OK, time to get some wisdom from the "old guy".
This advise is geared to the fact that you are 18. If you were younger it would be completely different.
There are certain points about a relationship that can be a little grey, but there are some things that you need to have compatability. Money is one. You need to marry someone with similar finicial goals. Money is a big reason why married couples split up. And of coarse the next big one is sex.
Now the key is sexual compatibility. What I mean by this is that you need to know a lot about your partners sexually, and I don't mean that you have to actually have sex, but you need to know what thier sex drive is and communicate openly about it. If one partner is completely unsatisfied, a marriage/relationship will not last. You should be with someone with similar sex drive/desire as yourself. If you are compatible in this area, it will make your marriage/relationship so much better (trust me). This is not to say that she should do everything you want, it is to say that if she doesn't want to do anything at all, you may not be compatible. I would applaud anyone who wants to wait until they are married (sex usually complicates relationships and no relationship based on sex will last) but there are plenty of ways to stay sexually satisfied without sex (is she up for that?).
So what it comes down to is this. If you love her and think that it will be no problem to wait 3 more years for sex, I say go for it. But if your drive is too great and you think that either the wait will be torture or that you are having to give up something important to you, you should really think about who you are with. Complete lack of sexual activity WILL lead to someone cheating, because we are sexual creatures and the only unnatual sex is not to have it (when you are safe and mature, of coarse). This is not to say that you should pressure a partner into something. You do have to take into account that your labido is naturally higher as an 18 yo male. But if hers is an absolute 0, you've go some thinking to do.

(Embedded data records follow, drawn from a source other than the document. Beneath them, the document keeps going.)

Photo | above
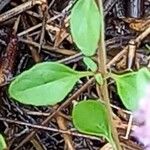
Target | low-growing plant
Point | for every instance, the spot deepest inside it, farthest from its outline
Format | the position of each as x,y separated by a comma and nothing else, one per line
3,145
48,83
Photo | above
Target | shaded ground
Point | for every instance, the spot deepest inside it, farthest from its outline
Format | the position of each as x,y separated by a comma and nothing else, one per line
40,41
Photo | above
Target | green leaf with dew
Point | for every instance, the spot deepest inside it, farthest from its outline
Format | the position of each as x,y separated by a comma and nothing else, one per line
90,117
45,84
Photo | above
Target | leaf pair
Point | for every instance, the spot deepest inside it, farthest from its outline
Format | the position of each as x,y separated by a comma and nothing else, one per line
45,84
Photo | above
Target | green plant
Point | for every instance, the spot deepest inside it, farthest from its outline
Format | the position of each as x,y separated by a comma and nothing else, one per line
87,29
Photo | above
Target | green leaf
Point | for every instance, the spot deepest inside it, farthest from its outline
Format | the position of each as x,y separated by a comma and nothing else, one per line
85,26
44,84
90,117
132,86
90,63
2,143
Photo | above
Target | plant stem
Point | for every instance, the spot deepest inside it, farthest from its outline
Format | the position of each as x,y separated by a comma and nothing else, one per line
102,68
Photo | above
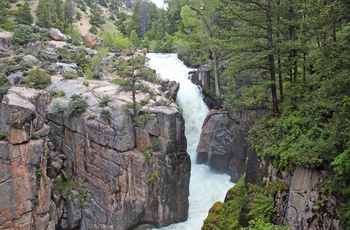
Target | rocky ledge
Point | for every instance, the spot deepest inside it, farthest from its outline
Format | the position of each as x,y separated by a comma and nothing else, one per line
90,171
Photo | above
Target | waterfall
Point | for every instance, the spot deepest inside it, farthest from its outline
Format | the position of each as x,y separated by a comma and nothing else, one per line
206,187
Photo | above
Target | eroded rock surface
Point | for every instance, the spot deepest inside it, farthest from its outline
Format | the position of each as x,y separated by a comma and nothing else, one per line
222,145
24,187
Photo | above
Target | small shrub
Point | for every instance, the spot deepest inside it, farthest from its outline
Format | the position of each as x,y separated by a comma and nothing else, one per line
45,149
70,76
2,135
35,136
57,107
23,34
59,94
93,30
153,177
147,151
104,101
4,85
141,119
156,146
39,172
105,114
76,105
37,79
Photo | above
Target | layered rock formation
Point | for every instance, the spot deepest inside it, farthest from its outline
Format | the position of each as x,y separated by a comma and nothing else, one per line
24,186
96,170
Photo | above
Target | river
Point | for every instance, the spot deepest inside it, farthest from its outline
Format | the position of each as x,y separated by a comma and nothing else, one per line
206,187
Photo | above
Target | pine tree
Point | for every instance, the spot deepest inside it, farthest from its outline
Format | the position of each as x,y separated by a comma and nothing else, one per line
23,15
43,14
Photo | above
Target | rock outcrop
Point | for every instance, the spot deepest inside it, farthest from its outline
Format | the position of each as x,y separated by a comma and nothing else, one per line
25,189
91,39
127,187
57,35
222,144
89,171
5,41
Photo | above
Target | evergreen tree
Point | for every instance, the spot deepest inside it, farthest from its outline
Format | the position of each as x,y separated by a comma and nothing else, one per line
96,17
23,15
43,14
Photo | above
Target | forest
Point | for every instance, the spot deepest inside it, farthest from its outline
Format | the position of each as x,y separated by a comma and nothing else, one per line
288,59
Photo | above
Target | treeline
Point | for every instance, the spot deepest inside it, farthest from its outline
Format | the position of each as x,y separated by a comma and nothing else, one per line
289,59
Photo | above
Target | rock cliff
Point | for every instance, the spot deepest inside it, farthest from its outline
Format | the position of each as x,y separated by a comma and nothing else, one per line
298,203
99,169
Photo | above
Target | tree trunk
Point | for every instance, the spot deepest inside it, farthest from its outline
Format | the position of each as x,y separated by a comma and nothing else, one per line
271,58
216,76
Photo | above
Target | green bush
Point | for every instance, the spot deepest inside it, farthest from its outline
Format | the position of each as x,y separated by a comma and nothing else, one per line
23,34
105,114
70,76
104,101
35,136
2,135
76,106
4,85
93,30
36,78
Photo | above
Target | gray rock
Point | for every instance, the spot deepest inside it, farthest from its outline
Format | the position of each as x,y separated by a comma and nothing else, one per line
73,210
37,46
56,35
91,39
5,41
49,56
15,78
31,59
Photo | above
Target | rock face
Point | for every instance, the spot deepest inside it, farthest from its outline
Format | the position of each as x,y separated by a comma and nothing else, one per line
307,207
89,171
125,186
25,189
55,34
5,41
222,145
91,39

Now having said all of this, I will share a little of my own history that may help you decision. When I was in college, I was a little irresponsible and let my smaller head do too much thinking for me. Anyway, it allowed me to get hooked up with a girl (an EXTREMELY hot girl, way out of my league) who's labido was stronger than mine. I thought (at the time) that sex couldn't get any better. I was wrong. I later met (and fell in love with) my current wife. We are very compatible in the bed room and the love factor makes the sex that much better.